Nothing provides new photographic opportunities better than a change of scenery. If you can’t afford a trip abroad, then a change of season will do. Springtime in the Northeastern United States is a good example. With azaleas, dogwoods, and cherry blossoms in bloom, the world just looks like a better place! And why not capture it in photographs?
Now, I know it’s very tempting to shoot the whole bush or tree to capture the grandeur in its entirety. But then you end up with something very snapshoddy like this photo at right. Instead, close in on some detail. Flowers are beautiful artistic creations in their own right. Consider using the camera to do more than document the obvious. Take the dogwoods above–their undersides were shot straight up with the sun illuminating the flowers from above!
Shooting in Macro Mode:
Following are some tips for shooting flowers. Since most are closeups, lets talk a little about the equipment required for this. It’s very simple: Point-and-shoot cameras work better than SLRs for close-up work. Their macro modes are usually so good you can usually get within an inch of your subject! The caveat is that depth of field is usually very shallow in macro mode. This makes your focus is very critical—the foreground may be sharp, but an object a few inches away will be blurred (like the flowers at left). The other thing to keep in mind is that most macro modes on point-and-shoots won’t work with the lens zoomed out, so keep it retracted. An alternative is to zoom in from a few feet away, but then you have camera shake to deal with. Either way, it’s a good idea to have image stabilization.

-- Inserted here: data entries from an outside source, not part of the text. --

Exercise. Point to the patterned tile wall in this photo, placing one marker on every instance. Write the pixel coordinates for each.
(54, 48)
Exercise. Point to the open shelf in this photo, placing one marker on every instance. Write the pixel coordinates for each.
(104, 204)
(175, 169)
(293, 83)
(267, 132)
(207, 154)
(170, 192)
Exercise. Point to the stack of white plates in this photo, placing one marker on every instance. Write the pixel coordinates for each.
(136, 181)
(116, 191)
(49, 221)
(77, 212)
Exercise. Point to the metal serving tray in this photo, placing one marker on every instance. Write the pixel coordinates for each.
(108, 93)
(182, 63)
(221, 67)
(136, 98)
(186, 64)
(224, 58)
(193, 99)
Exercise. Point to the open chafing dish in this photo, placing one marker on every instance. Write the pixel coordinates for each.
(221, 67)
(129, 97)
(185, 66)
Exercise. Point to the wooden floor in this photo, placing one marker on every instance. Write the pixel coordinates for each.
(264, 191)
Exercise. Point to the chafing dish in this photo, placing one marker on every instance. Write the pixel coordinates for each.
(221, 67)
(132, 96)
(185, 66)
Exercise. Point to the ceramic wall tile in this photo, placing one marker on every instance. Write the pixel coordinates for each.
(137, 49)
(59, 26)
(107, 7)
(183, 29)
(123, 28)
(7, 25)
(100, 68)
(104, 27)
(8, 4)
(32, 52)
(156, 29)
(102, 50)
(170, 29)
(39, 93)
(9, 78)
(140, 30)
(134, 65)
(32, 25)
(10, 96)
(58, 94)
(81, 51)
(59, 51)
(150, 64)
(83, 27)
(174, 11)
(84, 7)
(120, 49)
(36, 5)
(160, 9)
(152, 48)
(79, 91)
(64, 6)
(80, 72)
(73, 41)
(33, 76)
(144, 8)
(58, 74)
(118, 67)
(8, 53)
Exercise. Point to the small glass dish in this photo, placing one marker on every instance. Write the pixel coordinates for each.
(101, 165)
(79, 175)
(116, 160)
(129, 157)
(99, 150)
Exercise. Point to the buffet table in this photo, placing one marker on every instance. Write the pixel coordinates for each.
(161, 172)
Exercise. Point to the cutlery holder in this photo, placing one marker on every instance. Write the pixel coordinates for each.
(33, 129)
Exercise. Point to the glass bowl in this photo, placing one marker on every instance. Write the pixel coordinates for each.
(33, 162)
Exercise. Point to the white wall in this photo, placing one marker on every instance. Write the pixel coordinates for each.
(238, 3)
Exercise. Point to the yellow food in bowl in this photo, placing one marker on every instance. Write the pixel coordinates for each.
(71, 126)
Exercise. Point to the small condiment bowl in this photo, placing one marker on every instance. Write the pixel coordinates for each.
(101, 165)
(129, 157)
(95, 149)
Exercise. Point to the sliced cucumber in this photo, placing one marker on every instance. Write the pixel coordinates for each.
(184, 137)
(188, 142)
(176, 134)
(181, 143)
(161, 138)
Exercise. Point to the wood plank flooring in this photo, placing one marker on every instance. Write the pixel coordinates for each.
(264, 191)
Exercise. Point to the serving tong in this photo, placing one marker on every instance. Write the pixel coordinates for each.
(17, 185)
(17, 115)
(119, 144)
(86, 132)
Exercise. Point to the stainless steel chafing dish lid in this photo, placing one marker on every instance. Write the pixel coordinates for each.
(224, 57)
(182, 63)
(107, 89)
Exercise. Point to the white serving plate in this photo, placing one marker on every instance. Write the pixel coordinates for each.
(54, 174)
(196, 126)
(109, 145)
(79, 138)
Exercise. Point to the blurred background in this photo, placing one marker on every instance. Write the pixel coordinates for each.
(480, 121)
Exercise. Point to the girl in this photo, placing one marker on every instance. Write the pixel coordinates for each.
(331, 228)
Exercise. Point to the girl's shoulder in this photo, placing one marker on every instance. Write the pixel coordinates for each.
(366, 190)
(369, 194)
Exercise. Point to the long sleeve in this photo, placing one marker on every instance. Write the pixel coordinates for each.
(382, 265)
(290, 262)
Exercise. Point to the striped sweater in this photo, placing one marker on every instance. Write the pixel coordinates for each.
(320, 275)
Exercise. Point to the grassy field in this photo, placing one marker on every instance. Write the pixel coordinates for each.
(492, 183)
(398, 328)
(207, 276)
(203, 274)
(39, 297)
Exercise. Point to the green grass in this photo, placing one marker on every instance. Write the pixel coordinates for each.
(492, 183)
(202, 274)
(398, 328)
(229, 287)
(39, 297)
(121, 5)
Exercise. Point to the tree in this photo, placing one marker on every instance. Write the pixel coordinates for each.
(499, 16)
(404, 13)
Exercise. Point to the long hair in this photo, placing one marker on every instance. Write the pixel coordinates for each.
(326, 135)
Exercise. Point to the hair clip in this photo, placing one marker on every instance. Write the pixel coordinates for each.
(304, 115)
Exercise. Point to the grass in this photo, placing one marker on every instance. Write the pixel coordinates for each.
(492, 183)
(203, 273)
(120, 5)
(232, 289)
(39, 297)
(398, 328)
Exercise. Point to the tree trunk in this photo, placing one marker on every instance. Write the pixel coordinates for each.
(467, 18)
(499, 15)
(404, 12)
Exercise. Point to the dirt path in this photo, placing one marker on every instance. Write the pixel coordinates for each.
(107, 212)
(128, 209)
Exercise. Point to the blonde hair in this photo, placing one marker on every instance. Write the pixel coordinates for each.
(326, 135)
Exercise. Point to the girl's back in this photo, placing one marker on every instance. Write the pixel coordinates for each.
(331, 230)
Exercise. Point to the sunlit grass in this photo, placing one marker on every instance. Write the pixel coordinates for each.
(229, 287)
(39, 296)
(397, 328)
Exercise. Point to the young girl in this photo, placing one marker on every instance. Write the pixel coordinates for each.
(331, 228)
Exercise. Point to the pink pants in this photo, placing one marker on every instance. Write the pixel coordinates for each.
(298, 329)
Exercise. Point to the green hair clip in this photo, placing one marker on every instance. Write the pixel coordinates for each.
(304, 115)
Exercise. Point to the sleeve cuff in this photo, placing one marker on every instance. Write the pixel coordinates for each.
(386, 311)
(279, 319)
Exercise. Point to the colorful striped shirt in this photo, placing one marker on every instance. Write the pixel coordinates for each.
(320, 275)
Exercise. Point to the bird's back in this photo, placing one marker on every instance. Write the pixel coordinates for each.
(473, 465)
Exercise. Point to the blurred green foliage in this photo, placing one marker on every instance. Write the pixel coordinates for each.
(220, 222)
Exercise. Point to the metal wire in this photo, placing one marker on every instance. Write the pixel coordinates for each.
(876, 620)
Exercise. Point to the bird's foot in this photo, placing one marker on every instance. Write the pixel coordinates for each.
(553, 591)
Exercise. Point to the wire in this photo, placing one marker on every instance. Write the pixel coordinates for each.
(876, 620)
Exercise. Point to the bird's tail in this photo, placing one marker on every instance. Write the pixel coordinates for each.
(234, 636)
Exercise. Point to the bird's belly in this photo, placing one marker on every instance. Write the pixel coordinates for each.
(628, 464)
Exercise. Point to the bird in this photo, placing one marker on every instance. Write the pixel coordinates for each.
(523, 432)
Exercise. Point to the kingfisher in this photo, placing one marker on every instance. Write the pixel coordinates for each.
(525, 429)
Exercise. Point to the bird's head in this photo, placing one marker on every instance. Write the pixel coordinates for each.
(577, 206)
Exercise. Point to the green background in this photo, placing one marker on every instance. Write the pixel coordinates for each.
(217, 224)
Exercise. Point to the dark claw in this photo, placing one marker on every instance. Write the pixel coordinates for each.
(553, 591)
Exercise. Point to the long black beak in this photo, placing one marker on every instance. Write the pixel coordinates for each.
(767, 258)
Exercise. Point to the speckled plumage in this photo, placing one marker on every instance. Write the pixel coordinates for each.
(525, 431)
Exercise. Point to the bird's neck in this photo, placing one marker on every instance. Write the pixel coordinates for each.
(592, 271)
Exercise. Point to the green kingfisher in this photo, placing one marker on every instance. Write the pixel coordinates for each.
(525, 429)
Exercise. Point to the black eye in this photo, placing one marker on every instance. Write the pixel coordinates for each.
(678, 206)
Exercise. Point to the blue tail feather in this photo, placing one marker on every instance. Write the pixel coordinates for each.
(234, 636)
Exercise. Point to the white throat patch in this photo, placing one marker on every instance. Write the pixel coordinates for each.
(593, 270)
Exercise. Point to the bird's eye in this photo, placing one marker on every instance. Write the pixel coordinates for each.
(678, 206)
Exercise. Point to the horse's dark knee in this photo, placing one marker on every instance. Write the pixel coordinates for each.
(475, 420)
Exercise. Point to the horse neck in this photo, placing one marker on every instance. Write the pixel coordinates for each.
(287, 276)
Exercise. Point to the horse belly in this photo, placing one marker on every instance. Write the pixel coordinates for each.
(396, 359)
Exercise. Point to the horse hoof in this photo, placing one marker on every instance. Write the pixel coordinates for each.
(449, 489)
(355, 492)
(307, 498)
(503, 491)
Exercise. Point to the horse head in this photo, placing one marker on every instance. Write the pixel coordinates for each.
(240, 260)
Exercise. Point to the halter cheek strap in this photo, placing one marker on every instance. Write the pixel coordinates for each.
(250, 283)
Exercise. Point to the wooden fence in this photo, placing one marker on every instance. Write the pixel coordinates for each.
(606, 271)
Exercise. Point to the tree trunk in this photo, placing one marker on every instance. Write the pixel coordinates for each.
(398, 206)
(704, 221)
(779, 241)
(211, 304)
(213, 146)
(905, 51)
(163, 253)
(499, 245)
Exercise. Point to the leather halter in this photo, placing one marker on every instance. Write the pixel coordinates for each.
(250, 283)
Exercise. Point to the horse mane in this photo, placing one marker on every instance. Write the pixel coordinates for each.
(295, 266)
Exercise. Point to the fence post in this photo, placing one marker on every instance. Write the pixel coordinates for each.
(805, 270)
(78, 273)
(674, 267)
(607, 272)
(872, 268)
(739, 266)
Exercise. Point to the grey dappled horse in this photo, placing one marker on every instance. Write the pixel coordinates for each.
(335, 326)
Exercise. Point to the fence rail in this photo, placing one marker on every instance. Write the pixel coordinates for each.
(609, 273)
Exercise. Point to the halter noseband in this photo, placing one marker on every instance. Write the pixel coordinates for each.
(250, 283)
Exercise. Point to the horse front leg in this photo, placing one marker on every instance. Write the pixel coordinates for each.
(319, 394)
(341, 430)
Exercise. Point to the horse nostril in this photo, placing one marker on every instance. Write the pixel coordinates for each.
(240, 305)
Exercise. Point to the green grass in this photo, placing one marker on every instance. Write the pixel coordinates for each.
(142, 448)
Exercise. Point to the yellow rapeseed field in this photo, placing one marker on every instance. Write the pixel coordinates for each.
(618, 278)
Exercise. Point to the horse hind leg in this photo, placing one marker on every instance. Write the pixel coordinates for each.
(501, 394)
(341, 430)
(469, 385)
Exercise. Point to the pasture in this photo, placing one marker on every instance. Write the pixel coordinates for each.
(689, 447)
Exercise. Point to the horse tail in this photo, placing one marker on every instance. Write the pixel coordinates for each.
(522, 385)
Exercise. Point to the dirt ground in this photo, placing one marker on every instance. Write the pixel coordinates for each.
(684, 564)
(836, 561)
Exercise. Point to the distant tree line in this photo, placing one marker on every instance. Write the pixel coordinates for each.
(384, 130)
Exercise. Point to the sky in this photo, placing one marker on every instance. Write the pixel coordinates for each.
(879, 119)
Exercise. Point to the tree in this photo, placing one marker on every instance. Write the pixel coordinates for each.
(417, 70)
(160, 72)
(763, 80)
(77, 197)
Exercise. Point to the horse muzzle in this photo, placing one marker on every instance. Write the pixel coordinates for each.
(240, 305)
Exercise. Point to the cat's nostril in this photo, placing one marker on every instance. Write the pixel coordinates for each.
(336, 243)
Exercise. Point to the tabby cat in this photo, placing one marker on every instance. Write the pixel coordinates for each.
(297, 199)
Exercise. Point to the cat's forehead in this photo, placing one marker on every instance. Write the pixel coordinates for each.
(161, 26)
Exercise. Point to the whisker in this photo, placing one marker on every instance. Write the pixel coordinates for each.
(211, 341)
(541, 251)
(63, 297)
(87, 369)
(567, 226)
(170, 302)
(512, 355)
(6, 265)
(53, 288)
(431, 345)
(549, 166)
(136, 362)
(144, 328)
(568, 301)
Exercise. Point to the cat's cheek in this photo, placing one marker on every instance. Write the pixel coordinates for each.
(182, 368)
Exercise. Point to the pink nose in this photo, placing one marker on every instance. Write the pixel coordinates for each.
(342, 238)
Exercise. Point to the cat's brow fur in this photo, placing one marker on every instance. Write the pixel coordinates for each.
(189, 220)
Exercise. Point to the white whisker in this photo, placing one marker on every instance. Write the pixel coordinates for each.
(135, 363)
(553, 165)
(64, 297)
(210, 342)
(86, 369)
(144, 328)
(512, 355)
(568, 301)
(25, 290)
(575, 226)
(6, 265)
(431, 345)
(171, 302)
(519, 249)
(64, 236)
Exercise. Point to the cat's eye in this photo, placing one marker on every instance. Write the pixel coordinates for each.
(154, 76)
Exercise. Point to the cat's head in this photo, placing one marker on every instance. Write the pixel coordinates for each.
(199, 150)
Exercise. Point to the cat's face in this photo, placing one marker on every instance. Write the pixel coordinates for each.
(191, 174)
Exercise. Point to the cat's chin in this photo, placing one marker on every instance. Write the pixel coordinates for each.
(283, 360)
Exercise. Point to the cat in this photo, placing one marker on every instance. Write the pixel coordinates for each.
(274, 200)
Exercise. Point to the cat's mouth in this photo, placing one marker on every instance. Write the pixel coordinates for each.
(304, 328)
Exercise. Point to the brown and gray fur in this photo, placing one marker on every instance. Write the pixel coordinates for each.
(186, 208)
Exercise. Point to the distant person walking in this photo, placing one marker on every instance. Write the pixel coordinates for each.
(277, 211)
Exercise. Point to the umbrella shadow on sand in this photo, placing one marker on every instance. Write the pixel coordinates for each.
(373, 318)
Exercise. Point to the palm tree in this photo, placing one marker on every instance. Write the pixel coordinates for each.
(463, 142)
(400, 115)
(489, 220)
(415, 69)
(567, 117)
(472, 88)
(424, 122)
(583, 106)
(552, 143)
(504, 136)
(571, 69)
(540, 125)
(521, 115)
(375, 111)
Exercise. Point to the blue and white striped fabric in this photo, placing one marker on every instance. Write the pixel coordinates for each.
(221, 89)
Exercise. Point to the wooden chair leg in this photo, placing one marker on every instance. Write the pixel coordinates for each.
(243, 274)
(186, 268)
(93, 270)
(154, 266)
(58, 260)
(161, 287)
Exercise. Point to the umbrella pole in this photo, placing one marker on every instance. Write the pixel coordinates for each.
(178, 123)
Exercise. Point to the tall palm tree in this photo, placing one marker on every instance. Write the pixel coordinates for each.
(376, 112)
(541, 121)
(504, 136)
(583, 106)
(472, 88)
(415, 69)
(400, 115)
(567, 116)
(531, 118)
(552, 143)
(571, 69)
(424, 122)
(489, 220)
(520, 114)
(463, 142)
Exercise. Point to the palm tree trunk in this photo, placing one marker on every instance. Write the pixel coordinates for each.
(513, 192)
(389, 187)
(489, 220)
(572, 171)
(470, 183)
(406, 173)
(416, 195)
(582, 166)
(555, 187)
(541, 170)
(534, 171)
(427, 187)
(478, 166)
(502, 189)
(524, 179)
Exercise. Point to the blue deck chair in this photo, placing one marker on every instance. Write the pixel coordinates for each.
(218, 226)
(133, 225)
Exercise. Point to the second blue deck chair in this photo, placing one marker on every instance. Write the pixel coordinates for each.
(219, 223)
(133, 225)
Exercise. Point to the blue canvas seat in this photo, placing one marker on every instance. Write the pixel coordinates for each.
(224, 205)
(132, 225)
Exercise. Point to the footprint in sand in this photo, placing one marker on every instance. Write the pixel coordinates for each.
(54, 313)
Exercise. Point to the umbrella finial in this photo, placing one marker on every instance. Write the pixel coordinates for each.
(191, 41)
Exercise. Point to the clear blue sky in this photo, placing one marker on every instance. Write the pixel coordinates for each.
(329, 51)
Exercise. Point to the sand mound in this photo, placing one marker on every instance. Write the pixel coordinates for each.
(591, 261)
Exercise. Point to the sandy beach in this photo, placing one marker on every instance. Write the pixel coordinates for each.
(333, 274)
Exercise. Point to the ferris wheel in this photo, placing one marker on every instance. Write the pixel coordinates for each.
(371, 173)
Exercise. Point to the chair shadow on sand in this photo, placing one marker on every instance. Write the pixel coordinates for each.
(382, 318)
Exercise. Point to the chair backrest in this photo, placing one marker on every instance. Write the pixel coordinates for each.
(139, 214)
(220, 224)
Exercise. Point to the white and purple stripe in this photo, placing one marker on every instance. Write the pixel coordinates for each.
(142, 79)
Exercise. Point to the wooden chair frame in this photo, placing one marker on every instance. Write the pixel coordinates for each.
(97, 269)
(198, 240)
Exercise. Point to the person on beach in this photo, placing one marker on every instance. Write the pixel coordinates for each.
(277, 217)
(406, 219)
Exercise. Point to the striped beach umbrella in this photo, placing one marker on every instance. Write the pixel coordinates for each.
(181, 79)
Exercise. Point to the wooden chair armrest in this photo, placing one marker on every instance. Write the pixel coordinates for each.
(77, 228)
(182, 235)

Tips for Shooting Flowers:
- Flowers are the one thing I shoot in color. Unless there’s a tremendous amount of contrast in the shades of the flower itself, or between the flower and its background (see the Black and White flowers above) – shapes, contrast, and compositional elements like the rule of thirds are all more critical when shooting black and white. (Notice the commanding presence offered by the larger flower in the right third of the frame.)
- Get close – Bees and bugs give scale to your flower. They also add an additional element of interest to your composition!
- Shoot up – Simply place your camera in macro mode and lay it in the grass facing up at the flowers. No, you don’t need to look through the viewfinder. Take a few shots at slightly different angles. (Make sure you keep the camera steady.) Review your work after a few shots and adjust your controls as necessary to get some cool shots.
- Shoot at the edges of the day. See how the sun creates shadows and adds depth to the dogwoods above? With a lot of contrast, you may have to play with your +/- Av or Ev setting here.
- As with any photograph, consider your background. It can add or detract from your composition. Occasionally, a curiously juxtaposed background or other picture element can really give your photo punch! (You don’t often see roses growing through razor wire.)
Springtime can be breezy. Be aware of your camera’s shutter speed! On a windless day, you can shoot at slow speeds (though you’d need a small tripod for anything less than 1/60 second. Windy days are generally not good for flower shots. Consider plucking a few and putting them in a vase. Shoot them on your windowsill from inside your house!